I have a question about iPods. Let's say you're driving. How in the world do you find music and change songs on that little bitty thing no bigger than a cell phone without being distracted from the road? Changing a cd and forwarding to another song doesn't seem so dangerous.
Actually, I sent them an email yesterday asking if they had plans for digital download. I pointed out that it's a great way to keep things from ever going out of print, or having to store boxes of CDs in a warehouse. I'm anxious to see what they have to say.
Steve
Me too, it has bugged me for a long time that so much great old music is hidden away with no access to it. I understand there is maybe not enough market to put out cd's, but if it is all digitized, it doesnt seem to this uneducated mind like a bad idea to make by the song purchasing an option with little clips like Neal has. The precedent is already set by several sources and it seems to be successful.

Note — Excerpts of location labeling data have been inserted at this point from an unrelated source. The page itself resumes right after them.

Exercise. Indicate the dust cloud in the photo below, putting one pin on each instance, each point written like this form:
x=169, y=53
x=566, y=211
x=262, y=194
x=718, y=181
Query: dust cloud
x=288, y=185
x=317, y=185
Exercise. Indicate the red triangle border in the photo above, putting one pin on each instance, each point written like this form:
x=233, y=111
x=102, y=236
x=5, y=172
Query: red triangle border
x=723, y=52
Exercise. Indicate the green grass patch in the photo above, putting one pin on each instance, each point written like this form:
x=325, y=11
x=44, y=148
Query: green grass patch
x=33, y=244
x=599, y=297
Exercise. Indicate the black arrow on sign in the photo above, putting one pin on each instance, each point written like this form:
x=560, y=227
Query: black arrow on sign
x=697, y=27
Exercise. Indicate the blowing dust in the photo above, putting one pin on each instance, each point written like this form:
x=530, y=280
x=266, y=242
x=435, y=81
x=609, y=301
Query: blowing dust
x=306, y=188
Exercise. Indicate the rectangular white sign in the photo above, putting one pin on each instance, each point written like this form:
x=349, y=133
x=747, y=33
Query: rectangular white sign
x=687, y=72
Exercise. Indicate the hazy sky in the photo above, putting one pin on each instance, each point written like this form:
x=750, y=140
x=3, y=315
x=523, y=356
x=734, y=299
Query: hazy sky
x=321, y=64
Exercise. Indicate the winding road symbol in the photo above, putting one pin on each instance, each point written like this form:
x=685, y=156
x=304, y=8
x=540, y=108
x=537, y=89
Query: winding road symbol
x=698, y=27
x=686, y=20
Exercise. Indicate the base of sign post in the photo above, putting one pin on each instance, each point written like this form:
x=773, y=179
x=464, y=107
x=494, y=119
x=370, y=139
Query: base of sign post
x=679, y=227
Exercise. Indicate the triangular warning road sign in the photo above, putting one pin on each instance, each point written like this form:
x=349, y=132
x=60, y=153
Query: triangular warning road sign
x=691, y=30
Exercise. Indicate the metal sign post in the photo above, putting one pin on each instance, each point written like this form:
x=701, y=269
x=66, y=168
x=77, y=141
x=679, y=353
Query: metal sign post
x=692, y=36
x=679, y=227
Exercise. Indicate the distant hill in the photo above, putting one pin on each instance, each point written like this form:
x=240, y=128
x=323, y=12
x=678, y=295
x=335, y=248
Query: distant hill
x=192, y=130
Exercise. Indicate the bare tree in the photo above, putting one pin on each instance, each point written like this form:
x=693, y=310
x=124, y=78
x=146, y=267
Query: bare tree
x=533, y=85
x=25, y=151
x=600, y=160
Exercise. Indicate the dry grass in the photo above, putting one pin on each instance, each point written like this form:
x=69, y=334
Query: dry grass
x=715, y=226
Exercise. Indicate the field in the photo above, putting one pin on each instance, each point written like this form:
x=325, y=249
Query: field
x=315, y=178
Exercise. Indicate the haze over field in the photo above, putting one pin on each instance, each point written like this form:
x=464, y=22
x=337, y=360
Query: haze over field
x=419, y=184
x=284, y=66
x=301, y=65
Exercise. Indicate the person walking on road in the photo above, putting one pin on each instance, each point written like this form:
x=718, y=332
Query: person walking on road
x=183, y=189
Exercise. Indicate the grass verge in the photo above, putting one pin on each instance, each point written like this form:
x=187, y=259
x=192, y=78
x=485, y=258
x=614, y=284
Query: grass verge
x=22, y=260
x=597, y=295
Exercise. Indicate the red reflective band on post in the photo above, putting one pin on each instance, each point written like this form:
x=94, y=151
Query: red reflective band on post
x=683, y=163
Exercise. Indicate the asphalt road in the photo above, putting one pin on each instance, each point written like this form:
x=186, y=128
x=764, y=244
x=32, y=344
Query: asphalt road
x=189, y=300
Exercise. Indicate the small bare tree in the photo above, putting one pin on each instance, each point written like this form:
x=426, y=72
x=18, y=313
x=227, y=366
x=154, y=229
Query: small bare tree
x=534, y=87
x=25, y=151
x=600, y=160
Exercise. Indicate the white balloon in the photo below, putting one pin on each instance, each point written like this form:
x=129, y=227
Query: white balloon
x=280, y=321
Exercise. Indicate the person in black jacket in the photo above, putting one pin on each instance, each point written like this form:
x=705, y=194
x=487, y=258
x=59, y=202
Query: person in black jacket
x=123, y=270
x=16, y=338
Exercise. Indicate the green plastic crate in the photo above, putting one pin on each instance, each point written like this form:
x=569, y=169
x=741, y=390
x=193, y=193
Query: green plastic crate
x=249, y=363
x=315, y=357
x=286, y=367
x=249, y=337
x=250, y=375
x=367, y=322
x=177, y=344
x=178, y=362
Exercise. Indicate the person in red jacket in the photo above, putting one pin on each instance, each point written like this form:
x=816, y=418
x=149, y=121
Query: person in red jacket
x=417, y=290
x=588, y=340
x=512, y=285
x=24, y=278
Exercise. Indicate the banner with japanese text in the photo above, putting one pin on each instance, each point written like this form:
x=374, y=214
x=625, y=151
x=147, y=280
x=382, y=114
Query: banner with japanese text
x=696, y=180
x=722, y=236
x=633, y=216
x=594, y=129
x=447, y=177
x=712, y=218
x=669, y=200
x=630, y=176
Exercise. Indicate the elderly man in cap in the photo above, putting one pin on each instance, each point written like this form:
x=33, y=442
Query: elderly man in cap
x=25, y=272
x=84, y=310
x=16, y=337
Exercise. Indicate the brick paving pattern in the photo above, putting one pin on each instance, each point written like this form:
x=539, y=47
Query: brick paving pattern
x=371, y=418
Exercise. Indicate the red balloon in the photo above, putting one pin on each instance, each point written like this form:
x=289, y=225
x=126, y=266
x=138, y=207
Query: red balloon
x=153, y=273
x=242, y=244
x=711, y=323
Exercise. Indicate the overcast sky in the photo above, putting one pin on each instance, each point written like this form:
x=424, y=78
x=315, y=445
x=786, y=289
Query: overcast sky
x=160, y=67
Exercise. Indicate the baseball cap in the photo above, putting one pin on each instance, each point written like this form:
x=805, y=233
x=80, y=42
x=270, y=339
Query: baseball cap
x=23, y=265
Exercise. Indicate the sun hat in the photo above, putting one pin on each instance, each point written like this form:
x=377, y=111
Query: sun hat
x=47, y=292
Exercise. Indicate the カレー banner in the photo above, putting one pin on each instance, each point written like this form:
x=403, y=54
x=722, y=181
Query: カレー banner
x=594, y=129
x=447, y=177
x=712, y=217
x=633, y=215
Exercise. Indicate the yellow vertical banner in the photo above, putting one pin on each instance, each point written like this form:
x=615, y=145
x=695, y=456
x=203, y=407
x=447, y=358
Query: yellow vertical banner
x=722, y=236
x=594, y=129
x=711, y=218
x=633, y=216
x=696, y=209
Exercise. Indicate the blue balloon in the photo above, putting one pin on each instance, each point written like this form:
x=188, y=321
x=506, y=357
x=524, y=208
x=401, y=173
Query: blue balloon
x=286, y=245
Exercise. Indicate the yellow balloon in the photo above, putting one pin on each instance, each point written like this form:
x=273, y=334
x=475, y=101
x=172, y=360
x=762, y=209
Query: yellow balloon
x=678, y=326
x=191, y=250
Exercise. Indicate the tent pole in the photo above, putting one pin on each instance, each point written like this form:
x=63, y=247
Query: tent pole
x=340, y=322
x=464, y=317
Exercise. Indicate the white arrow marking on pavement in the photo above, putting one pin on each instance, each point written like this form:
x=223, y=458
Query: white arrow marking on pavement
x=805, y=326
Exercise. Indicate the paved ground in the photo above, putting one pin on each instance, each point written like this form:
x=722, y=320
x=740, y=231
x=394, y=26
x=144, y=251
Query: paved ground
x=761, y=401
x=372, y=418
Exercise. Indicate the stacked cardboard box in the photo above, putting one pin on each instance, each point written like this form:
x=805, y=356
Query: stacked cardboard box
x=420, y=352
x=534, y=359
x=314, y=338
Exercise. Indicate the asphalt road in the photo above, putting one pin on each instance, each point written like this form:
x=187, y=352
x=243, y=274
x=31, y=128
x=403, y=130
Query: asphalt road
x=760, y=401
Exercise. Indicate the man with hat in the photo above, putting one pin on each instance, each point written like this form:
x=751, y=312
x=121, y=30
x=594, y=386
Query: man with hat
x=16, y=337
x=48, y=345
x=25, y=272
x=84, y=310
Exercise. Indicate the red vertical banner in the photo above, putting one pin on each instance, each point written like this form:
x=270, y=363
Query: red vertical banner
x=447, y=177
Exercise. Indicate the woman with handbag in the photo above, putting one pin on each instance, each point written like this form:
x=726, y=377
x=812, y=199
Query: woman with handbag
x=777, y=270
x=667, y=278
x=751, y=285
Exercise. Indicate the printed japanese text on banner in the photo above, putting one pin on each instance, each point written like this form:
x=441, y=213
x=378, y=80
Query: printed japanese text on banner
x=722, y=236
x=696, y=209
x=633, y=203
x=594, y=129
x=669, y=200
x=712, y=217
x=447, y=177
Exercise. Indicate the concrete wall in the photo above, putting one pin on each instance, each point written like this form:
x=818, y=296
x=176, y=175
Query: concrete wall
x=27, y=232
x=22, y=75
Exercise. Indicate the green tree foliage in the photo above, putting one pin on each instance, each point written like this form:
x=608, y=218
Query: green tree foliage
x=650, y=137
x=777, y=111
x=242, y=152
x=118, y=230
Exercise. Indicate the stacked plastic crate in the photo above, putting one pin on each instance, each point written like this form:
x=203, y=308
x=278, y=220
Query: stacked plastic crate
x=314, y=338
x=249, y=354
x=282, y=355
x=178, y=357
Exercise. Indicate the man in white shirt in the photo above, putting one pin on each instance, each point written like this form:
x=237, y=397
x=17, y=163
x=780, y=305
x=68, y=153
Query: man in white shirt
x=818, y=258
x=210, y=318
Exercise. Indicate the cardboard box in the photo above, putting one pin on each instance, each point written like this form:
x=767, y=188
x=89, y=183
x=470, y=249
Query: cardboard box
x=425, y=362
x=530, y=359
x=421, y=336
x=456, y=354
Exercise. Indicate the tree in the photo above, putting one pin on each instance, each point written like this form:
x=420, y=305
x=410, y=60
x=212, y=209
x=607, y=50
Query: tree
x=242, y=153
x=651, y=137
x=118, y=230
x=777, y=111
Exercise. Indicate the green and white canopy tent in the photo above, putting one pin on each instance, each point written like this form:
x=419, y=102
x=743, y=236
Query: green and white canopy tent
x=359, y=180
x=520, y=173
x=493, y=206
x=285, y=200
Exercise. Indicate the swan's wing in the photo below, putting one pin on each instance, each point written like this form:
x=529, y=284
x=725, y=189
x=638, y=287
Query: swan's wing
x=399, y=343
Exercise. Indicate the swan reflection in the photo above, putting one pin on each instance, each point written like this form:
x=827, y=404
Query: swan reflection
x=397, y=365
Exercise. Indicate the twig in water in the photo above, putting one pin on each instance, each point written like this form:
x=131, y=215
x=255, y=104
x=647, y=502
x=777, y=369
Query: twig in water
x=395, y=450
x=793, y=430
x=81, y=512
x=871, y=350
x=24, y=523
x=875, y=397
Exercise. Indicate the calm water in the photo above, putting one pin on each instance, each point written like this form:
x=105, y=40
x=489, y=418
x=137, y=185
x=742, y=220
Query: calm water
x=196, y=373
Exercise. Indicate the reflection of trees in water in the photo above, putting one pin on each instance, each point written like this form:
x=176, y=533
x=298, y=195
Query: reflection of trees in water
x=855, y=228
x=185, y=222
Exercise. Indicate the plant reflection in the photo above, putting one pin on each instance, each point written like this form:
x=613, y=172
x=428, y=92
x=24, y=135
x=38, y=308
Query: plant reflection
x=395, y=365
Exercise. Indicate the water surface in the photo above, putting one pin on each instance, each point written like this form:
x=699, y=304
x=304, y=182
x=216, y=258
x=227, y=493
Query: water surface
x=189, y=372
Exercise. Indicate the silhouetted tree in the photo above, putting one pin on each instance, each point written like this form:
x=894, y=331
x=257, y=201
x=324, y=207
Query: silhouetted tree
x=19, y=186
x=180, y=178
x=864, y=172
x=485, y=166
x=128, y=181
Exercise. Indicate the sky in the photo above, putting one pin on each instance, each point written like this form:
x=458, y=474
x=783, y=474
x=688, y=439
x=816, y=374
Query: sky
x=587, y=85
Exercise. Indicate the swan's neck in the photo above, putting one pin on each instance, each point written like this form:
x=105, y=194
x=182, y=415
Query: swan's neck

Neal, I apologize for the ambiguity. I meant would it be possible for you to include some of the full length Touchet songs on the http://npmusic.org/artists.html site,
Thanks, JB
Thanks JB. I guess it goes by contract and by law. If the artist dies, royalties go to the heirs, and if there are no heirs, then there are no royalties to be paid. I guess that's why the music of long ago sells for today's prices, hein?